Companies, such as S.D. Meyers Inc., can recycle transformers, capacitors, lighting ballasts and other electrical equipment contaminated by PCBs and transformer oil contaminated by PCBs. Ninety-five percent of a transformer is recyclable copper, aluminum, steel and ceramics, which are cleaned to Canadian cleanliness standards (105g PCB/100cm2) and smelted. Five percent of the transformer is non-recyclable materials (wood, paper, gasket material, etc.), which are incinerated in a U.S. EPA-permitted incinerator. No landfilling of Canadian wastes is allowed. Since natural resources are recycled and since all PCBs are destroyed (none landfilled), the threat of PCBs is removed from the North American environment.
The savings to Canadian PCB owners is estimated to be more than $150 million (Cdn). The average market rate for PCB disposal in Canada has been cut in half due to efforts to open the border.
The only opposition to opening the border during EPA hearings came from three Canadian dispoal companies which presumably has a vested interest in keeping the borders closed. Other Canadian brokers and disposal companies did not comment; no environmental group provided coments, either.
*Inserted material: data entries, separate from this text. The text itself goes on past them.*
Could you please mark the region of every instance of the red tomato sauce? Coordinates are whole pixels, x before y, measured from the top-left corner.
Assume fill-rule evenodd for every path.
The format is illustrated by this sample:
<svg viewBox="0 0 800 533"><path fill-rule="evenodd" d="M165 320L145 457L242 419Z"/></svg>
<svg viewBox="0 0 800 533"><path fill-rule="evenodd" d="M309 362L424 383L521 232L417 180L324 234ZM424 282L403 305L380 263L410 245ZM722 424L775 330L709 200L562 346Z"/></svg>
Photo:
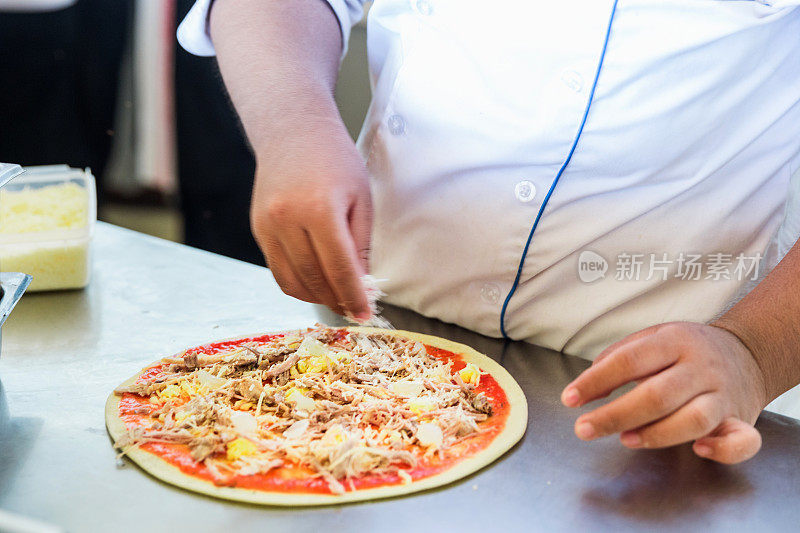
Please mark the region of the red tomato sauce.
<svg viewBox="0 0 800 533"><path fill-rule="evenodd" d="M236 348L237 346L248 342L267 343L273 339L278 339L280 337L283 337L282 333L279 333L277 335L258 335L256 337L247 337L245 339L236 339L232 341L212 342L209 344L203 344L202 346L195 346L194 348L189 348L184 352L184 355L189 355L189 354L214 355L216 353L223 352L225 350L230 350L231 348Z"/></svg>
<svg viewBox="0 0 800 533"><path fill-rule="evenodd" d="M186 353L197 353L212 355L222 350L235 348L245 342L268 342L281 335L262 335L250 337L236 341L223 341L213 344L205 344L196 348L191 348ZM459 354L425 345L428 353L438 359L452 361L452 373L458 372L466 363ZM162 365L156 365L147 369L139 378L140 380L151 378L162 370ZM480 385L476 387L477 392L485 393L492 405L492 416L485 422L480 422L481 432L473 437L465 439L450 448L442 459L433 454L430 457L423 457L419 448L417 454L417 465L413 468L405 469L411 479L417 481L440 472L443 472L463 459L475 455L477 452L486 448L494 438L503 430L508 418L510 406L505 392L492 376L482 375ZM122 395L119 404L120 418L125 422L126 427L131 429L140 425L149 425L149 413L159 406L150 403L149 398L138 394L125 393ZM263 474L249 476L231 476L224 482L215 480L209 469L195 461L185 444L151 442L141 446L154 455L159 456L168 463L178 467L182 472L210 481L217 485L239 487L244 489L254 489L269 492L292 492L292 493L313 493L331 494L328 484L320 477L314 476L314 472L300 465L286 466L273 469ZM399 485L402 479L397 474L367 474L360 478L346 479L342 481L348 491L369 489L387 485Z"/></svg>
Virtually all the PCBs in Canada were manufactured in the United States; Canada never manufactured PCBs and so allowing PCBs to be repatriated for disposal completes the life cycle for these PCBs.
S.D. Meyers Inc., founded in 1965, is the largest PCB disposal via recycling company in North America. Its six U.S. EPA-permitted recycling processes have handled more than 120 million kg of PCB and PCB contaminated fluids and equipment in the last six years.
S.D. Meyers also has transported PCBs more than 17 million km without a spill and has been audited by more than 500 corporate and utility environmental auditing teams in the United States, as well as toured by Londoners For the Elimination of All PCBs, the Ontario Ministry of Environment and Environment Canada.